Given the power series $$P:=\displaystyle\sum_{n=1}^\infty\frac{1}{(1-z^n)(1-z^{n+1})}z^{n-1}$$ I want to show that $P$ converges uniformly in $\mathbb{C}$ and compute its limit.
I've tried to multiply $P$ with $(1-z)z$ which yields $$\tilde{P}=\displaystyle\sum_{n=1}^\infty\left(\frac{1}{z^{n+1}-1}+\frac{1}{z^n-1}\right)$$ However, I'm unable to continue from here. What's the trick now?

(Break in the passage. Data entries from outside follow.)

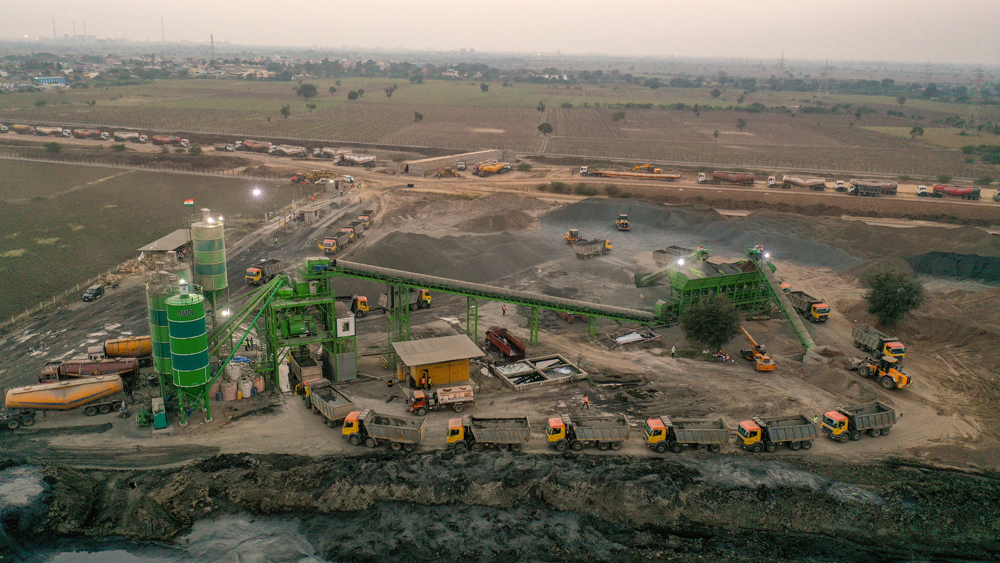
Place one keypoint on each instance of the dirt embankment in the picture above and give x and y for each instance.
(726, 508)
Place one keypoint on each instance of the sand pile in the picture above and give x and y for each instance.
(513, 220)
(477, 259)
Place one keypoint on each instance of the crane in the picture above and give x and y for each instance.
(757, 354)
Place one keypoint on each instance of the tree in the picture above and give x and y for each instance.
(307, 90)
(712, 322)
(891, 295)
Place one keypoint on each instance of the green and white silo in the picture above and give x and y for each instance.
(189, 348)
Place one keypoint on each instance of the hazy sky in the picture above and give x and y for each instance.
(958, 31)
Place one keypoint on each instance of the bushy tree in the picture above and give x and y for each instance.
(711, 322)
(891, 295)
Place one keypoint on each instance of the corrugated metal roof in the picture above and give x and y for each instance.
(436, 350)
(173, 241)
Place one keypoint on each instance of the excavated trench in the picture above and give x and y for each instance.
(441, 506)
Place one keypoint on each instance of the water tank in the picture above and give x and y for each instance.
(188, 341)
(209, 245)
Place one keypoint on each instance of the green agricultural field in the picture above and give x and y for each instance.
(63, 224)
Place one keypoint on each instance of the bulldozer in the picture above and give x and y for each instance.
(647, 168)
(887, 371)
(757, 354)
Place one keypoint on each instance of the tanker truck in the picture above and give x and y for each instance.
(941, 190)
(100, 394)
(734, 178)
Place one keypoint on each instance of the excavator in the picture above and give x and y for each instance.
(757, 354)
(647, 168)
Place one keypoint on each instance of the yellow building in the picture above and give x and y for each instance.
(442, 360)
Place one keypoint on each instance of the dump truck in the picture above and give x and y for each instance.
(734, 178)
(870, 339)
(603, 432)
(847, 423)
(586, 249)
(100, 394)
(810, 307)
(504, 342)
(326, 400)
(475, 433)
(126, 367)
(941, 190)
(457, 398)
(416, 299)
(264, 271)
(664, 433)
(788, 182)
(887, 371)
(371, 429)
(761, 434)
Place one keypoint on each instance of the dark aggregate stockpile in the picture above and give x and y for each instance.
(439, 506)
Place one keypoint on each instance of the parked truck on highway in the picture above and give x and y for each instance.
(664, 433)
(941, 190)
(847, 423)
(371, 429)
(734, 178)
(870, 339)
(264, 271)
(586, 249)
(458, 398)
(812, 308)
(766, 434)
(475, 433)
(327, 401)
(603, 432)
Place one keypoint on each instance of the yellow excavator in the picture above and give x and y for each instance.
(757, 354)
(647, 168)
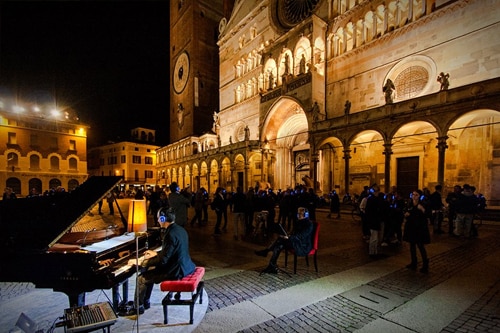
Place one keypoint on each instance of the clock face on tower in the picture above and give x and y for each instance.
(181, 72)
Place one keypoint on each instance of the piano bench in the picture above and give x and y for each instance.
(191, 283)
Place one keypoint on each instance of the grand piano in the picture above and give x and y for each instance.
(30, 229)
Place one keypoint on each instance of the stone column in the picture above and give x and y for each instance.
(441, 146)
(314, 176)
(387, 170)
(347, 157)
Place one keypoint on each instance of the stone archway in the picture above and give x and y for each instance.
(284, 138)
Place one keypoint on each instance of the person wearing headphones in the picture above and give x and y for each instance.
(172, 262)
(300, 241)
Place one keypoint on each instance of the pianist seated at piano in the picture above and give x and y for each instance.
(172, 262)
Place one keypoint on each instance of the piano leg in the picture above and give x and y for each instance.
(76, 299)
(116, 294)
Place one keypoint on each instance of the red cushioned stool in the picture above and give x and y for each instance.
(191, 283)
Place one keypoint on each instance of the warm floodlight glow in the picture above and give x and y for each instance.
(137, 216)
(18, 108)
(55, 112)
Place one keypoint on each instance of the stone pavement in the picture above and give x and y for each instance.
(350, 293)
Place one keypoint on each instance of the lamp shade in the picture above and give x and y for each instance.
(137, 216)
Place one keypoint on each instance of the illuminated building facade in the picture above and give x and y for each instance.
(41, 149)
(134, 160)
(341, 94)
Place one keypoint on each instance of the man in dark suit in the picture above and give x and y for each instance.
(173, 262)
(300, 241)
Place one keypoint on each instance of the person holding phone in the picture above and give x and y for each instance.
(416, 231)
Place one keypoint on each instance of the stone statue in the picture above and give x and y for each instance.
(271, 80)
(444, 80)
(388, 90)
(287, 63)
(247, 133)
(216, 125)
(315, 112)
(347, 107)
(302, 65)
(180, 115)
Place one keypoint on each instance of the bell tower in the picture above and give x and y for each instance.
(194, 66)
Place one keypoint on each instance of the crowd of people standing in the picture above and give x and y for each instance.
(390, 218)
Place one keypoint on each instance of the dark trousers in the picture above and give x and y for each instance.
(218, 221)
(197, 217)
(276, 247)
(437, 219)
(413, 253)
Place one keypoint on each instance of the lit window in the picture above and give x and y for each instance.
(12, 139)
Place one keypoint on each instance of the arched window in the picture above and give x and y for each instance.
(54, 183)
(73, 163)
(34, 162)
(54, 163)
(35, 183)
(72, 184)
(12, 160)
(14, 184)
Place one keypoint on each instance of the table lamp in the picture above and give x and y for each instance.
(137, 216)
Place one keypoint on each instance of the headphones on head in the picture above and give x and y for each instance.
(165, 215)
(302, 212)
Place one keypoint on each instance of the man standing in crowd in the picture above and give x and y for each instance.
(436, 206)
(180, 203)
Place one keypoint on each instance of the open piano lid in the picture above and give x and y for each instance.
(35, 224)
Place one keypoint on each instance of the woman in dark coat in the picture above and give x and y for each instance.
(416, 231)
(300, 241)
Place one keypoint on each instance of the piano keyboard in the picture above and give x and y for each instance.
(89, 317)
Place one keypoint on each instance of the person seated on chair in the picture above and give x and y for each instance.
(300, 241)
(172, 262)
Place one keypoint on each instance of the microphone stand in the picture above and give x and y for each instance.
(85, 237)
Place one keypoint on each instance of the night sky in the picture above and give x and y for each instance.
(108, 60)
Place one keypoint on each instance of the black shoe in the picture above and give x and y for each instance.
(271, 269)
(262, 253)
(130, 310)
(425, 266)
(412, 266)
(141, 310)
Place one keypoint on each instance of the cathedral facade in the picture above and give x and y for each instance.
(340, 94)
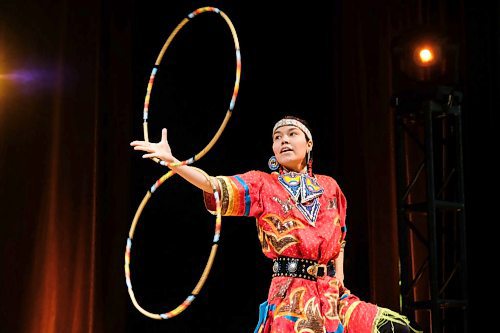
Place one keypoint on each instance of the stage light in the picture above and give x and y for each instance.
(423, 56)
(426, 54)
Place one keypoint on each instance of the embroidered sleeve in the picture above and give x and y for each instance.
(240, 194)
(342, 207)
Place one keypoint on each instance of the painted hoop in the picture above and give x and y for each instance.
(235, 89)
(181, 307)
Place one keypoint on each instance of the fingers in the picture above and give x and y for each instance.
(138, 143)
(151, 155)
(164, 135)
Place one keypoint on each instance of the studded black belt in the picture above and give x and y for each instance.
(301, 268)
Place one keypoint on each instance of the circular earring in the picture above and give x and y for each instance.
(273, 163)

Hint: Note that $$ \frac{z^{n-1}}{(1-z^n)(1-z^{n+1})} =\frac1{1-z}\left(\frac{z^{n-1}}{1-z^n}-\frac{z^n}{1-z^{n+1}}\right) $$ Therefore, $$ \begin{align} \sum_{n=1}^N\frac{z^{n-1}}{(1-z^n)(1-z^{n+1})} &=\frac1{1-z}\left(\frac1{1-z}-\frac{z^N}{1-z^{N+1}}\right)\\ &=1-\frac1{1-z}\frac{z^N}{1-z^{N+1}} \end{align} $$ You should be able to use this on compact subsets of $|z|\lt1$.